I think if you can make an animal in the zoo appear to be in the wild, then +10 points for you, and let the viewer put that animal where ever they want in their mind. If they look at it and feel as though it had to be shot from a bush in Africa, then so be it. 
A lion in the zoo is still wild, it is still alive, and still will eat your face off if given the opportunity. His surroundings have changed of course, and anything you can do to make it appear more "natural" the better towards recreating a legitimate wildlife shot.


----------



## LaFoto (Apr 3, 2010)

Well, ok.
But I still think it is fair to openly say "So-and-so park" instead of implying this was taken in the wild. Look up the Photo Themes, I only just added photos to the Theme-thread "A visit to the zoo", and ... well ... feel those might have been in the wild or not...


----------



## Phranquey (Apr 3, 2010)

Dominantly said:


> I think if you can make an animal in the zoo appear to be in the wild, then +10 points for you


 


LaFoto said:


> Well, ok.
> But I still think it is fair to openly say "So-and-so park" instead of implying this was taken in the wild. Look up the Photo Themes, I only just added photos to the Theme-thread "A visit to the zoo", and ... well ... feel those might have been in the wild or not...


 
This was my point exactly. When I go to a zoo, my whole point is to take photos that don't look like they were taken at a zoo, but I don't go around saying "I went to India, sat in the Himalayan mountains for a month, and took these great shots of this tiger..." I fully disclose where they were shot.  I guess this is just a point of principle on my part.


----------



## Dominantly (Apr 3, 2010)

I'll make one more comment on the subject.

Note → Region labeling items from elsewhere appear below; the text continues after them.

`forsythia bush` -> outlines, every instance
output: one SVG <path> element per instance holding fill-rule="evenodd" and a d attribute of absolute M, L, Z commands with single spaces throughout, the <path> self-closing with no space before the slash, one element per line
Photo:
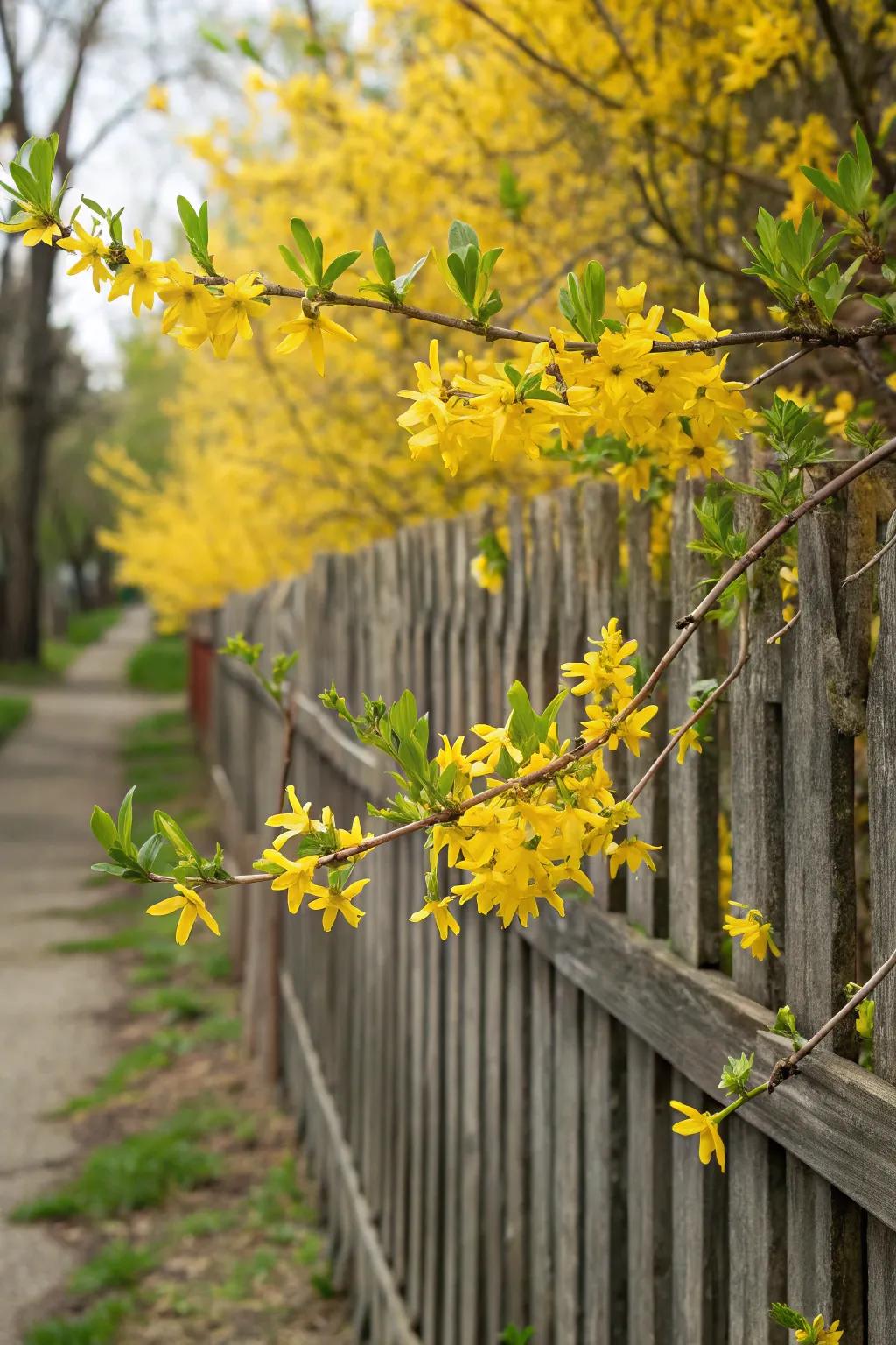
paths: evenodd
<path fill-rule="evenodd" d="M 347 534 L 360 545 L 482 502 L 500 514 L 509 491 L 544 488 L 572 469 L 606 472 L 623 498 L 646 495 L 660 553 L 676 479 L 712 483 L 693 543 L 709 589 L 649 675 L 635 663 L 635 642 L 610 620 L 591 650 L 563 666 L 568 685 L 548 706 L 533 707 L 514 682 L 505 724 L 473 725 L 469 745 L 442 736 L 433 755 L 410 691 L 392 705 L 365 697 L 356 709 L 334 686 L 322 691 L 324 705 L 390 761 L 396 794 L 369 807 L 387 831 L 367 833 L 359 818 L 340 826 L 328 807 L 313 815 L 287 785 L 257 872 L 234 876 L 220 847 L 201 855 L 164 812 L 138 850 L 133 791 L 117 820 L 94 810 L 107 854 L 97 868 L 173 884 L 149 915 L 177 913 L 180 943 L 196 920 L 219 932 L 203 893 L 259 881 L 285 892 L 292 913 L 304 904 L 318 912 L 328 931 L 339 919 L 357 928 L 368 882 L 355 876 L 357 865 L 408 831 L 423 833 L 429 859 L 411 920 L 431 919 L 442 939 L 459 932 L 467 904 L 504 927 L 527 925 L 544 904 L 563 915 L 567 885 L 591 890 L 590 857 L 606 857 L 614 876 L 622 865 L 653 868 L 658 847 L 633 823 L 656 764 L 622 796 L 614 753 L 638 757 L 656 714 L 652 693 L 697 625 L 739 620 L 736 663 L 723 682 L 695 689 L 692 714 L 660 763 L 703 749 L 711 710 L 748 656 L 750 566 L 775 542 L 790 547 L 780 582 L 795 619 L 797 518 L 896 452 L 875 406 L 856 406 L 852 394 L 822 416 L 811 391 L 771 399 L 755 391 L 803 352 L 860 342 L 880 352 L 896 332 L 896 264 L 887 252 L 896 195 L 885 151 L 896 105 L 876 86 L 870 104 L 860 100 L 852 148 L 834 164 L 837 133 L 803 102 L 842 56 L 837 43 L 811 39 L 810 7 L 758 7 L 744 22 L 740 5 L 699 3 L 676 9 L 673 23 L 668 5 L 595 3 L 587 8 L 600 34 L 596 58 L 583 39 L 583 8 L 380 0 L 369 48 L 334 47 L 329 61 L 294 16 L 278 20 L 270 62 L 243 39 L 259 61 L 250 114 L 239 129 L 195 137 L 216 206 L 210 215 L 206 203 L 179 200 L 187 242 L 179 257 L 160 257 L 137 227 L 124 227 L 118 208 L 90 196 L 70 208 L 52 136 L 21 147 L 9 165 L 3 186 L 13 214 L 4 229 L 27 246 L 62 249 L 71 274 L 97 295 L 129 301 L 134 316 L 160 313 L 161 332 L 197 352 L 172 406 L 177 445 L 164 480 L 146 479 L 114 448 L 99 465 L 121 502 L 110 543 L 122 576 L 142 584 L 168 624 L 234 588 L 296 573 Z M 825 27 L 830 11 L 818 12 Z M 869 0 L 856 22 L 889 59 L 896 20 L 887 8 Z M 312 67 L 274 77 L 274 55 L 302 43 Z M 696 48 L 700 78 L 682 58 Z M 537 79 L 521 71 L 524 58 Z M 785 117 L 790 109 L 798 121 Z M 643 218 L 633 217 L 633 191 Z M 426 218 L 407 208 L 412 200 L 426 200 Z M 431 231 L 439 214 L 463 217 L 445 241 Z M 369 260 L 353 281 L 364 229 Z M 583 239 L 600 239 L 599 249 Z M 621 281 L 610 292 L 595 250 Z M 720 296 L 712 307 L 709 282 Z M 424 346 L 427 328 L 438 335 L 427 331 Z M 760 347 L 783 340 L 795 343 L 793 355 L 756 363 Z M 728 370 L 739 348 L 742 379 Z M 892 393 L 887 366 L 877 383 L 881 397 Z M 725 476 L 732 445 L 748 430 L 766 461 L 735 483 Z M 806 468 L 826 460 L 830 433 L 852 445 L 854 461 L 806 495 Z M 735 526 L 737 491 L 766 512 L 758 538 Z M 484 586 L 500 588 L 508 547 L 496 527 L 473 562 Z M 292 656 L 275 658 L 263 677 L 259 646 L 235 636 L 226 652 L 262 679 L 289 730 Z M 583 705 L 575 741 L 556 728 L 568 694 Z M 286 756 L 283 780 L 287 765 Z M 159 873 L 165 850 L 173 870 Z M 442 854 L 463 876 L 447 892 Z M 744 952 L 780 955 L 760 909 L 728 907 L 724 927 Z M 850 999 L 869 1041 L 868 995 L 895 962 Z M 673 1102 L 684 1114 L 674 1130 L 697 1138 L 700 1159 L 724 1170 L 721 1122 L 791 1077 L 832 1026 L 806 1041 L 783 1006 L 774 1030 L 793 1052 L 772 1076 L 752 1084 L 752 1057 L 729 1059 L 720 1080 L 728 1106 L 711 1115 Z M 841 1336 L 837 1322 L 786 1305 L 772 1315 L 801 1341 L 832 1345 Z"/>

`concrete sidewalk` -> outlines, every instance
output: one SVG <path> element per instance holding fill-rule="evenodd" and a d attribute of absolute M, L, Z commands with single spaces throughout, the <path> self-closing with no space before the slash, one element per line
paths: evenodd
<path fill-rule="evenodd" d="M 126 609 L 63 682 L 32 693 L 28 720 L 0 751 L 0 1345 L 19 1345 L 21 1310 L 71 1270 L 46 1229 L 3 1216 L 66 1174 L 73 1142 L 47 1114 L 110 1064 L 99 1015 L 120 991 L 107 962 L 48 947 L 83 937 L 64 911 L 102 896 L 85 885 L 101 858 L 89 819 L 94 803 L 114 815 L 121 802 L 122 729 L 177 703 L 125 686 L 149 633 L 146 611 Z"/>

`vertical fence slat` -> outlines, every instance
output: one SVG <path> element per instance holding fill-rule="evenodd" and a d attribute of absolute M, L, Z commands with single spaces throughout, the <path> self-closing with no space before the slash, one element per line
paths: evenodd
<path fill-rule="evenodd" d="M 486 714 L 486 670 L 484 646 L 488 640 L 489 596 L 473 584 L 469 560 L 485 531 L 485 516 L 473 515 L 466 522 L 463 581 L 466 584 L 466 628 L 463 662 L 463 712 L 467 728 Z M 467 744 L 469 746 L 469 744 Z M 461 1180 L 459 1180 L 459 1264 L 458 1264 L 458 1337 L 461 1342 L 480 1340 L 478 1274 L 480 1256 L 485 1255 L 482 1210 L 482 1142 L 485 1108 L 482 1098 L 482 1056 L 485 1050 L 485 1003 L 482 998 L 484 929 L 482 920 L 470 912 L 461 933 L 462 1013 L 461 1013 Z"/>
<path fill-rule="evenodd" d="M 552 601 L 555 589 L 556 554 L 553 546 L 553 502 L 544 495 L 532 502 L 528 511 L 528 538 L 527 538 L 527 572 L 528 572 L 528 608 L 525 625 L 525 643 L 517 644 L 516 658 L 521 663 L 528 656 L 524 681 L 529 690 L 532 705 L 541 709 L 556 687 L 556 663 L 553 671 L 553 685 L 548 683 L 548 664 L 553 655 L 556 660 L 556 644 L 552 648 L 553 621 L 556 619 L 556 605 Z M 520 631 L 521 635 L 521 631 Z M 519 636 L 517 636 L 519 640 Z M 506 647 L 509 659 L 513 651 Z M 512 663 L 505 663 L 505 677 L 509 685 L 513 677 Z M 552 913 L 544 911 L 540 920 L 552 919 Z M 513 935 L 514 943 L 520 943 Z M 516 948 L 513 950 L 517 956 Z M 556 1024 L 553 1021 L 553 967 L 547 958 L 532 952 L 529 958 L 529 989 L 527 998 L 531 999 L 529 1032 L 532 1050 L 529 1056 L 531 1073 L 531 1106 L 529 1114 L 529 1280 L 532 1291 L 532 1310 L 529 1319 L 535 1328 L 536 1338 L 551 1345 L 557 1329 L 556 1299 L 555 1299 L 555 1262 L 556 1247 L 553 1239 L 553 1202 L 556 1198 L 555 1174 L 555 1143 L 556 1130 L 553 1118 L 553 1061 L 559 1042 L 555 1037 Z M 519 1013 L 521 1017 L 523 1005 Z M 517 1123 L 519 1124 L 519 1123 Z M 520 1215 L 523 1209 L 520 1208 Z M 520 1229 L 519 1236 L 523 1236 Z M 520 1302 L 517 1311 L 521 1314 L 524 1303 Z M 514 1319 L 520 1319 L 514 1314 Z"/>
<path fill-rule="evenodd" d="M 411 573 L 415 577 L 414 601 L 414 658 L 410 686 L 418 701 L 426 695 L 429 686 L 429 623 L 433 609 L 433 582 L 427 533 L 415 529 L 411 534 Z M 423 1221 L 423 1184 L 426 1171 L 426 1135 L 429 1116 L 426 1110 L 426 976 L 424 946 L 422 939 L 410 939 L 411 950 L 411 1173 L 408 1193 L 408 1275 L 407 1295 L 411 1315 L 419 1321 L 423 1307 L 423 1241 L 426 1227 Z"/>
<path fill-rule="evenodd" d="M 676 488 L 672 523 L 672 609 L 690 611 L 700 566 L 688 542 L 696 535 L 695 482 Z M 669 670 L 669 722 L 682 724 L 688 698 L 699 679 L 715 672 L 715 632 L 704 629 Z M 703 755 L 689 752 L 682 764 L 674 757 L 669 779 L 669 933 L 673 950 L 693 967 L 717 960 L 719 951 L 719 760 L 717 734 Z M 677 1071 L 672 1093 L 699 1111 L 715 1110 Z M 672 1118 L 672 1112 L 669 1112 Z M 668 1124 L 672 1120 L 668 1118 Z M 674 1119 L 674 1118 L 672 1118 Z M 715 1345 L 727 1336 L 727 1188 L 715 1163 L 695 1163 L 689 1146 L 672 1147 L 672 1314 L 673 1340 Z"/>
<path fill-rule="evenodd" d="M 896 519 L 896 515 L 893 515 Z M 895 526 L 891 522 L 891 527 Z M 868 580 L 860 582 L 868 584 Z M 868 693 L 868 814 L 872 966 L 896 948 L 896 551 L 880 562 L 880 633 Z M 896 1083 L 896 985 L 875 993 L 875 1073 Z M 889 1345 L 896 1322 L 896 1232 L 868 1220 L 868 1345 Z"/>
<path fill-rule="evenodd" d="M 755 449 L 746 444 L 744 452 Z M 759 507 L 742 499 L 737 526 L 752 538 L 762 522 Z M 766 643 L 782 625 L 779 565 L 774 550 L 750 572 L 750 660 L 729 695 L 731 898 L 759 907 L 786 943 L 780 648 Z M 774 1006 L 785 1002 L 783 958 L 758 962 L 737 947 L 731 958 L 735 985 L 770 1007 L 771 1022 Z M 787 1295 L 785 1153 L 733 1116 L 727 1176 L 731 1345 L 786 1345 L 787 1333 L 755 1310 L 756 1302 Z"/>
<path fill-rule="evenodd" d="M 701 491 L 696 482 L 680 480 L 672 525 L 672 611 L 689 612 L 704 566 L 688 542 L 700 529 L 695 503 Z M 673 628 L 674 636 L 674 628 Z M 668 674 L 669 726 L 690 714 L 688 698 L 697 681 L 716 672 L 716 632 L 697 631 Z M 717 722 L 717 721 L 716 721 Z M 672 947 L 692 967 L 719 962 L 719 733 L 703 752 L 688 752 L 681 765 L 674 756 L 666 769 L 669 781 L 669 936 Z"/>
<path fill-rule="evenodd" d="M 838 724 L 850 648 L 840 578 L 846 510 L 834 500 L 799 523 L 799 624 L 785 646 L 786 993 L 803 1033 L 844 1002 L 856 966 L 853 738 Z M 794 638 L 795 636 L 795 638 Z M 845 1050 L 852 1025 L 822 1050 Z M 787 1298 L 810 1318 L 838 1315 L 861 1340 L 861 1216 L 787 1155 Z"/>
<path fill-rule="evenodd" d="M 629 603 L 623 623 L 626 636 L 638 642 L 645 667 L 665 646 L 669 604 L 657 592 L 650 573 L 650 507 L 633 504 L 627 525 Z M 627 761 L 633 783 L 656 759 L 665 738 L 665 707 L 650 722 L 652 737 L 641 756 Z M 622 769 L 617 752 L 610 773 Z M 657 873 L 642 866 L 627 874 L 629 920 L 649 935 L 665 935 L 669 923 L 666 885 L 666 787 L 661 773 L 638 799 L 641 819 L 630 834 L 664 850 L 657 854 Z M 627 1049 L 627 1190 L 629 1190 L 629 1336 L 661 1345 L 672 1340 L 672 1127 L 669 1122 L 669 1065 L 634 1033 Z"/>
<path fill-rule="evenodd" d="M 430 612 L 429 643 L 429 706 L 433 724 L 446 721 L 445 648 L 447 643 L 447 599 L 450 596 L 450 569 L 447 555 L 447 525 L 438 522 L 424 530 L 430 545 L 430 573 L 433 607 Z M 438 943 L 439 940 L 437 940 Z M 439 1338 L 439 1294 L 442 1287 L 442 1182 L 445 1112 L 442 1088 L 442 1034 L 445 1032 L 443 989 L 445 962 L 442 950 L 429 939 L 423 944 L 426 967 L 426 1178 L 423 1224 L 423 1307 L 422 1336 L 426 1341 Z"/>

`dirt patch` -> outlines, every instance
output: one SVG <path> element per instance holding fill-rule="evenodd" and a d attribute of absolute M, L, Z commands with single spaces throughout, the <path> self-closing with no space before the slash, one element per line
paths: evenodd
<path fill-rule="evenodd" d="M 159 991 L 173 1011 L 153 1011 L 141 983 L 154 942 L 114 954 L 140 987 L 106 1017 L 118 1060 L 56 1120 L 78 1145 L 71 1176 L 19 1213 L 42 1219 L 81 1263 L 23 1323 L 27 1345 L 352 1340 L 294 1123 L 234 1040 L 235 990 L 207 974 L 196 943 Z M 77 1212 L 54 1217 L 66 1202 Z"/>

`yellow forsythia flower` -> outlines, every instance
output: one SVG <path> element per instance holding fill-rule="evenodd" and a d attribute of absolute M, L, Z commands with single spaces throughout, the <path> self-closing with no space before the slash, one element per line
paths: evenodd
<path fill-rule="evenodd" d="M 830 1326 L 825 1326 L 825 1318 L 821 1313 L 813 1318 L 813 1323 L 809 1330 L 802 1328 L 797 1332 L 798 1341 L 807 1341 L 811 1345 L 838 1345 L 840 1337 L 844 1334 L 837 1330 L 840 1322 L 832 1322 Z"/>
<path fill-rule="evenodd" d="M 461 927 L 457 919 L 451 915 L 453 896 L 442 897 L 439 901 L 424 901 L 419 911 L 415 911 L 408 919 L 412 924 L 419 924 L 420 920 L 426 920 L 427 916 L 433 916 L 435 920 L 435 928 L 439 932 L 439 939 L 447 939 L 449 931 L 451 933 L 459 933 Z"/>
<path fill-rule="evenodd" d="M 674 1107 L 676 1111 L 684 1112 L 686 1118 L 685 1120 L 676 1122 L 672 1127 L 676 1135 L 700 1135 L 700 1162 L 705 1165 L 715 1157 L 724 1171 L 725 1146 L 719 1134 L 715 1116 L 711 1116 L 707 1111 L 700 1112 L 696 1107 L 688 1107 L 684 1102 L 670 1102 L 669 1106 Z"/>
<path fill-rule="evenodd" d="M 150 112 L 168 112 L 168 90 L 164 85 L 150 85 L 146 90 L 146 106 Z"/>
<path fill-rule="evenodd" d="M 748 950 L 756 962 L 764 962 L 766 954 L 780 956 L 780 950 L 771 937 L 771 923 L 762 919 L 762 911 L 748 911 L 743 901 L 729 901 L 729 907 L 747 911 L 746 916 L 725 916 L 723 929 L 732 939 L 740 939 L 740 947 Z"/>
<path fill-rule="evenodd" d="M 309 901 L 309 911 L 322 911 L 324 928 L 329 931 L 336 924 L 336 916 L 341 916 L 352 929 L 357 929 L 361 923 L 361 916 L 367 915 L 365 911 L 359 911 L 353 905 L 355 897 L 367 886 L 369 878 L 359 878 L 357 882 L 351 882 L 348 888 L 340 890 L 339 888 L 321 888 L 318 884 L 312 882 L 309 892 L 316 894 L 316 901 Z"/>
<path fill-rule="evenodd" d="M 173 915 L 175 911 L 180 911 L 180 920 L 177 921 L 175 939 L 181 944 L 187 943 L 189 939 L 189 931 L 196 923 L 196 916 L 199 916 L 203 924 L 208 925 L 212 933 L 220 935 L 218 921 L 195 888 L 187 888 L 183 882 L 176 882 L 175 892 L 177 893 L 176 897 L 165 897 L 163 901 L 157 901 L 153 907 L 148 907 L 146 915 L 169 916 Z"/>

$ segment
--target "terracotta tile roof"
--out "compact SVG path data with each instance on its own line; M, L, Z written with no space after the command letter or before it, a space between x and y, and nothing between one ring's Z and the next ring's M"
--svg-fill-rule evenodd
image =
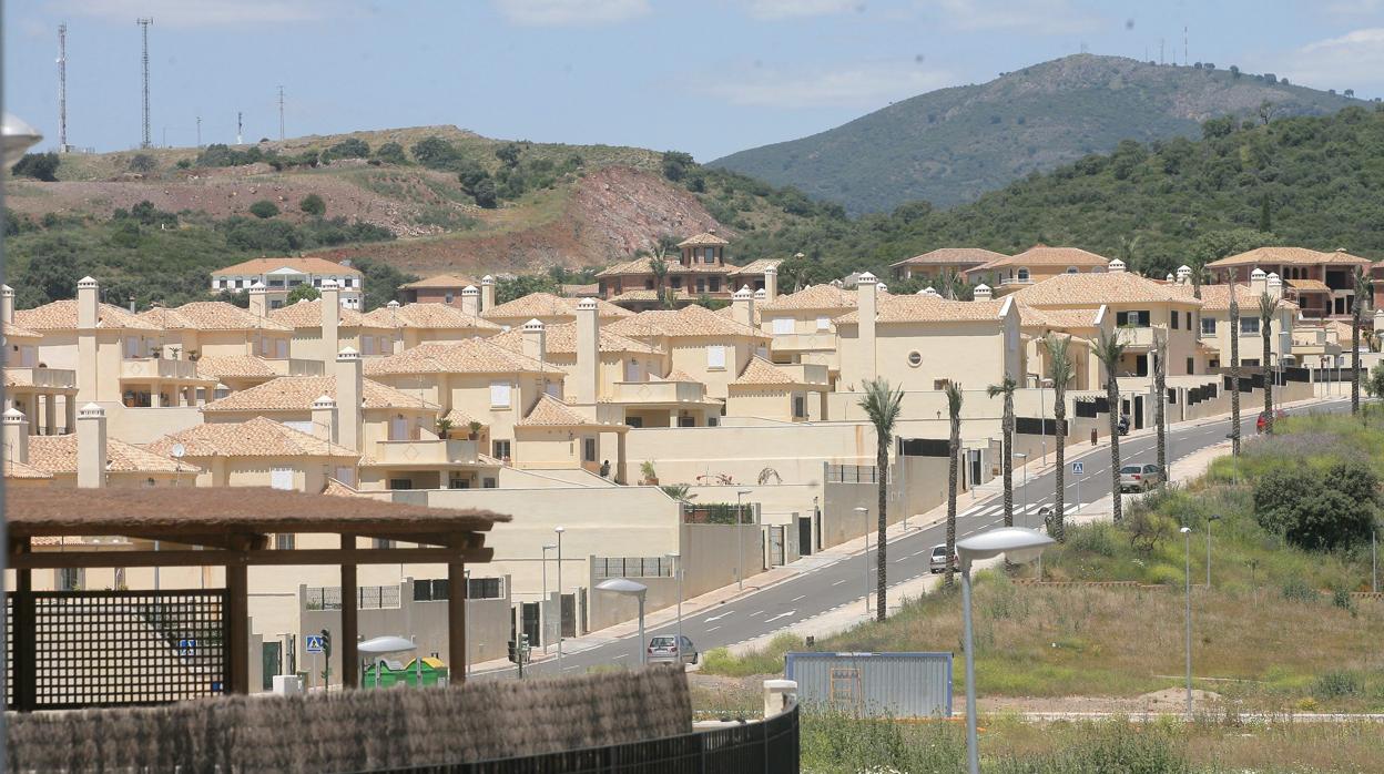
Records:
M728 244L731 244L731 242L728 242L728 241L722 240L721 237L718 237L716 234L716 228L713 228L710 231L702 231L700 234L693 234L693 235L688 237L686 240L682 240L681 242L678 242L678 246L680 248L702 248L702 246L710 248L710 246L728 245Z
M991 269L1001 266L1077 266L1092 267L1106 266L1109 258L1099 256L1081 248L1049 248L1048 245L1034 245L1019 255L996 258L976 269Z
M195 474L199 469L113 438L105 442L105 469L118 474ZM78 436L30 436L29 465L54 475L78 472Z
M360 269L342 266L325 258L255 258L244 263L235 263L224 269L217 269L212 274L267 274L278 269L292 269L303 274L354 274L361 276Z
M170 457L181 443L188 457L350 457L360 454L329 440L296 431L264 417L245 422L206 422L149 443L155 454Z
M340 307L338 317L342 328L358 328L363 314L354 309ZM268 318L289 328L321 328L322 327L322 299L300 300L288 306L273 309Z
M75 331L78 330L78 302L76 299L54 300L33 309L19 309L14 313L14 321L21 328L30 331ZM138 314L109 303L97 307L98 328L119 328L134 331L158 331L154 323L141 320Z
M637 342L628 336L621 336L620 334L612 334L605 330L605 327L597 328L598 336L601 338L599 346L601 352L638 352L638 353L657 353L662 352L659 348L642 342ZM491 342L508 349L509 352L523 353L523 332L518 328L511 328L509 331L493 336ZM577 324L576 323L554 323L551 325L544 325L543 330L543 346L549 354L576 354L577 353Z
M616 320L614 323L610 323L608 330L613 334L637 339L650 339L656 336L770 338L758 328L742 325L735 320L721 317L710 309L699 305L685 306L675 312L666 309L641 312L626 320Z
M141 312L138 317L166 331L292 331L288 325L224 300L194 300L173 309L156 306Z
M787 371L776 368L768 360L763 357L750 357L750 361L745 364L745 370L736 377L732 385L796 385L796 379Z
M365 360L367 375L397 374L562 374L490 339L424 343L389 357Z
M980 266L983 263L990 263L991 260L998 260L1001 258L1008 258L1002 252L987 251L981 248L937 248L934 251L925 252L923 255L915 255L913 258L905 258L898 263L890 263L893 269L895 266Z
M455 306L446 303L406 303L399 309L381 306L374 312L361 316L361 324L370 328L437 328L437 330L475 330L500 331L490 320L466 314Z
M1016 302L1041 307L1100 306L1102 303L1181 302L1196 305L1185 285L1168 285L1132 271L1059 274L1012 294ZM1190 285L1186 285L1190 288Z
M440 408L374 379L364 381L363 393L363 408ZM336 377L278 377L213 400L202 411L303 411L324 395L336 397Z
M763 312L814 309L832 312L837 309L855 309L855 291L847 291L836 285L810 285L796 294L781 295L771 302L756 303L754 307Z
M579 298L565 298L552 294L529 294L523 298L516 298L511 302L495 305L493 309L482 312L480 316L487 320L494 320L497 317L577 317L577 302ZM620 309L619 306L603 300L594 299L597 302L597 317L628 317L632 314L628 309Z
M203 379L273 379L278 377L263 357L253 354L216 354L197 361L197 375Z
M882 296L876 323L965 323L999 320L1003 300L948 300L934 295ZM841 323L859 323L859 310L836 318Z
M422 280L418 280L417 282L404 282L403 285L399 285L399 289L401 289L401 291L418 291L418 289L425 289L425 288L437 288L437 289L455 288L455 289L459 291L459 289L462 289L462 288L465 288L468 285L475 287L475 288L479 289L480 288L480 281L479 280L468 280L465 277L458 277L457 274L437 274L435 277L424 277Z

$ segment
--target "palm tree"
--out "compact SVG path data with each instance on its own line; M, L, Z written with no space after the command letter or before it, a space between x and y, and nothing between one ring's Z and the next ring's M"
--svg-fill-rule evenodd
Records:
M1176 312L1174 312L1176 314ZM1168 331L1153 331L1153 424L1158 432L1158 474L1168 480Z
M1042 341L1044 348L1048 350L1048 378L1052 379L1052 418L1057 422L1057 432L1053 433L1053 440L1057 446L1057 497L1052 514L1052 537L1059 543L1066 536L1063 518L1067 505L1067 382L1073 377L1071 356L1067 354L1070 343L1071 336L1055 336L1052 334L1048 334Z
M1279 310L1279 299L1271 296L1269 294L1262 294L1259 296L1259 336L1264 339L1264 360L1261 366L1264 367L1264 432L1273 432L1273 368L1269 367L1269 354L1272 341L1271 328L1273 325L1273 316ZM1282 359L1283 354L1280 353Z
M1002 433L1001 454L1003 454L1003 461L1001 462L1001 471L1005 476L1005 526L1014 526L1014 379L1005 375L999 379L998 385L990 385L985 388L985 395L995 397L996 395L1005 396L1005 418L1001 420L999 429Z
M948 382L947 417L951 420L951 440L947 443L947 586L956 573L956 456L960 453L960 385Z
M879 620L884 620L884 612L889 609L889 605L884 604L884 583L887 580L886 568L889 566L889 543L884 540L889 500L889 444L893 440L894 425L898 422L898 415L902 411L902 388L891 390L887 379L876 378L865 382L865 395L857 404L865 410L865 415L869 417L871 424L875 425L875 469L877 472L875 479L879 482L879 539L876 540L875 554L877 587L875 590L875 613ZM952 467L955 467L955 464Z
M1110 404L1110 493L1113 494L1110 518L1116 523L1124 521L1120 503L1120 382L1117 372L1120 359L1129 345L1120 339L1120 331L1100 331L1100 338L1091 343L1091 350L1106 367L1106 402Z
M1362 269L1355 270L1355 302L1351 303L1351 415L1360 413L1360 323L1370 300L1373 282Z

You as the artist taking the photo, are creating something you hope to spark emotion with the viewer. Whatever illusions you create should be taken however the viewer sees them.
If I was posting something like that online I wouldn't make the caption "just a lion in a zoo".

I also at the same time wouldn't lie if I was directly asked.


----------



## Phranquey (Apr 3, 2010)

Dominantly said:


> I also at the same time wouldn't lie if I was directly asked.


 

Fair enough...  :thumbup:


----------